Other capability notes captured during iPhone validation:
- `shader-f16` ✓ — packed FP16 MADs engage on A18.
- `timestamp-query` ✓ — Pro 555 doesn't expose this; could wire GPU-side
  per-pass timing.
- `subgroups` ✗ — A18 has SIMDgroup hardware but Safari's WebGPU doesn't
  surface WGSL subgroup ops yet.
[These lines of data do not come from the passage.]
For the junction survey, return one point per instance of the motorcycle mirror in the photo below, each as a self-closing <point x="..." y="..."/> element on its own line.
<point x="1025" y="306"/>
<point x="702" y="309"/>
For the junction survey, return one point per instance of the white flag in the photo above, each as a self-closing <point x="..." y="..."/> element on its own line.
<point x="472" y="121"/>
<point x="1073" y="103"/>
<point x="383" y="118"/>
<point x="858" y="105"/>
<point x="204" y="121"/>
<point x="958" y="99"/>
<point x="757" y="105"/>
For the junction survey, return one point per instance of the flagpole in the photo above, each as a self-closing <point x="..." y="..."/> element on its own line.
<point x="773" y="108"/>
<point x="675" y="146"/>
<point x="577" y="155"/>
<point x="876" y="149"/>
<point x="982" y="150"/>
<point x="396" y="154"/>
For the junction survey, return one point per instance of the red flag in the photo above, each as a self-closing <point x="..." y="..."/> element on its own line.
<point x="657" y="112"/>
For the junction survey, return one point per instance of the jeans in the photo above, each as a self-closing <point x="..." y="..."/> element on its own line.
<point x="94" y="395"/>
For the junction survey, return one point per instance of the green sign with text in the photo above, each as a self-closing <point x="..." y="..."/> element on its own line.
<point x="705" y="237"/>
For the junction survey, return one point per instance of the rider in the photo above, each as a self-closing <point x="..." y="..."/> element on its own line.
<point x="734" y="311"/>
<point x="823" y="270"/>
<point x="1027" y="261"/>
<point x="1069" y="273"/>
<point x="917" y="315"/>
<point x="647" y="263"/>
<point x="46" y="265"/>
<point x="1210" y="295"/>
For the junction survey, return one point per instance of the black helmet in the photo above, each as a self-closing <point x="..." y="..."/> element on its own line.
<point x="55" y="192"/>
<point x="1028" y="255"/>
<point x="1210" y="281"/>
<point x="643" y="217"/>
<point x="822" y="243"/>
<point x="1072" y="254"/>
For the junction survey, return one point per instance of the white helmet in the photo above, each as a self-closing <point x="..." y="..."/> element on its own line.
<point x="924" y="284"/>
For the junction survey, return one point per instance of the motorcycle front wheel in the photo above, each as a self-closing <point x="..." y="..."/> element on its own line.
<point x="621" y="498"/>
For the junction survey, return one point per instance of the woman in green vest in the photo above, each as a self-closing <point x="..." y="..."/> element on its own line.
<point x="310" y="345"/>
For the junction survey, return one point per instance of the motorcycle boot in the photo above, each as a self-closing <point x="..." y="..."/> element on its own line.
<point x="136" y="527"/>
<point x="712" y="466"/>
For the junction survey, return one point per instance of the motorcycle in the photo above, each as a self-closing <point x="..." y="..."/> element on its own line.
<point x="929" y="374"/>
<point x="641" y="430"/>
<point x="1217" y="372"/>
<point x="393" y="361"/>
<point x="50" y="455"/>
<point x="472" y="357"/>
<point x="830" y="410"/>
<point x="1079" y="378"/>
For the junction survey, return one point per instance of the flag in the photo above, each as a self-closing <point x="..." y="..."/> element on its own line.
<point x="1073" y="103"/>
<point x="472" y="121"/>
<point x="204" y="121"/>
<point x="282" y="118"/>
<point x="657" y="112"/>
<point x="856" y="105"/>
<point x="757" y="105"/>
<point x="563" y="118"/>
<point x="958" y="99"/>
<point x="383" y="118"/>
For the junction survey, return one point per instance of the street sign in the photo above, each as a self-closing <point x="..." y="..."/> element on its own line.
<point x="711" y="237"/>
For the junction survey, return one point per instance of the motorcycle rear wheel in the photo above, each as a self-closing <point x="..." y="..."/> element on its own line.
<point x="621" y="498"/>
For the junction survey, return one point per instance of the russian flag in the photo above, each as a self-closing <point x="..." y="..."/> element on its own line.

Vision attention falls through to the
  no-subgroup HPD-f16 kernel automatically.

## Layout

```
crates/rullama/
├── src/
│   ├── api.rs                    # JS-facing Model: load / loadFromUrl / loadFromOpfs[TextOnly]
│   ├── backend/
│   │   ├── context.rs            # WgpuCtx (device, queue, adapter limits)
│   │   ├── dispatch.rs           # cached + chained kernel dispatchers (incl. backward + Adam)
│   │   ├── pipelines.rs          # one ComputePipeline per kernel (built once)
│   │   ├── weight_cache.rs       # lazy GPU upload, per-tile range fetch on big tensors
│   │   ├── matmul.rs / elementwise.rs / spike.rs    # one-shot dispatchers (parity tests)
│   ├── gguf/
│   │   ├── reader.rs             # GGUF v3 parser (header + tensor descriptors)
│   │   ├── fetcher.rs            # TensorFetcher trait + In-memory / HttpRange / Opfs impls
│   │   ├── tensor.rs             # dequant_tensor_to_f32 / dequant_row_to_f32 (sync + async)
│   │   ├── quant.rs / dtype.rs / value.rs
│   ├── kernels/wgsl/             # 70+ hand-written compute shaders (text + vision + audio + backward)
│   ├── model/config.rs           # Gemma4Config: parses gemma4.* metadata keys
│   ├── multimodal/
│   │   ├── vision.rs             # ViT forward (16 blocks, 768d, ClippableLinear)
│   │   ├── audio.rs              # Conformer forward (12 blocks, 1024d, block-local attention)
│   │   └── audio_features.rs     # WAV → 128-bin log-mel (realfft)
│   ├── reference/
│   │   ├── forward.rs            # CPU f32 forward (parity oracle)
│   │   ├── forward_gpu.rs        # M3-era GPU forward with per-kernel readbacks (oracle)
│   │   ├── forward_chained.rs    # M7 production GPU forward, per-layer submits (M15)
│   │   ├── ops.rs / weights.rs
│   ├── sampling.rs               # temperature, top-k, top-p, rep penalty
│   ├── template/gemma4_small.rs  # chat-template renderer (matches Ollama)
│   └── tokenizer/                # GGUF BPE tokenizer (Ollama-bit-exact)
└── examples/
    ├── greedy_parity.rs          # CPU forward greedy vs Ollama
    ├── chained_smoke.rs          # standalone Forward driver
    ├── model_api.rs              # public Model API end-to-end
    ├── vision_parity.rs          # vision tower vs Ollama (M11)
    ├── audio_parity.rs           # audio tower vs Ollama (M13)
    ├── matmul_bench.rs           # native wgpu matmul microbench
    └── inspect.rs / decode_ids.rs / encode_check.rs / list_tensors.rs / …

crates/rullama-finetune/
├── src/
│   ├── shared/                   # vendored config / error / progress types
│   ├── dataset_loader.rs         # JSONL parser + Tokenizer trait
│   ├── lr_schedule.rs            # warmup + linear / cosine / cosine-warm-restarts
│   ├── lora.rs                   # per-LoRA GPU state (A / B), grad buffers
│   ├── scratch.rs                # per-step GPU scratch buffers for backward
│   └── session.rs                # TrainingSession — forward → loss → backward → Adam
└── examples/
    ├── overfit_one.rs            # M3 acceptance test
    ├── train_jsonl.rs            # JSONL dataset trainer
    └── data/echo.jsonl

examples/
├── web/                          # React + Vite + Tailwind + Workbox SW production demo
└── pwa/                          # Vanilla JS bench harness + safaridriver scripts
    ├── index.html / bench.html
    ├── inference-worker.js       # Dedicated Worker — owns Model + sync OPFS handle
    ├── opfs-store.js             # OPFS download + read API (main-thread)
    ├── opfs-writer-worker.js     # streams GGUF → OPFS via SyncAccessHandle.write
    ├── serve.sh                  # dev HTTPS server + /api/log /api/blob endpoints
    ├── run-on-iphone.sh / iphone-session-keeper.sh / clean-iphone.sh
    └── bench-on-iphone.sh

tools/ios-bench/                  # staticlib for Xcode — C-ABI rullama_run_bench
docker/                           # nginx + R2 mirror configs
scripts/                          # ops scripts (model upload, etc.)
```

## License

Dual-licensed under either of:

- Apache License 2.0 ([LICENSE-APACHE](./LICENSE-APACHE))
- MIT License ([LICENSE-MIT](./LICENSE-MIT))

at your option.

Contributions are accepted under the same dual-license terms.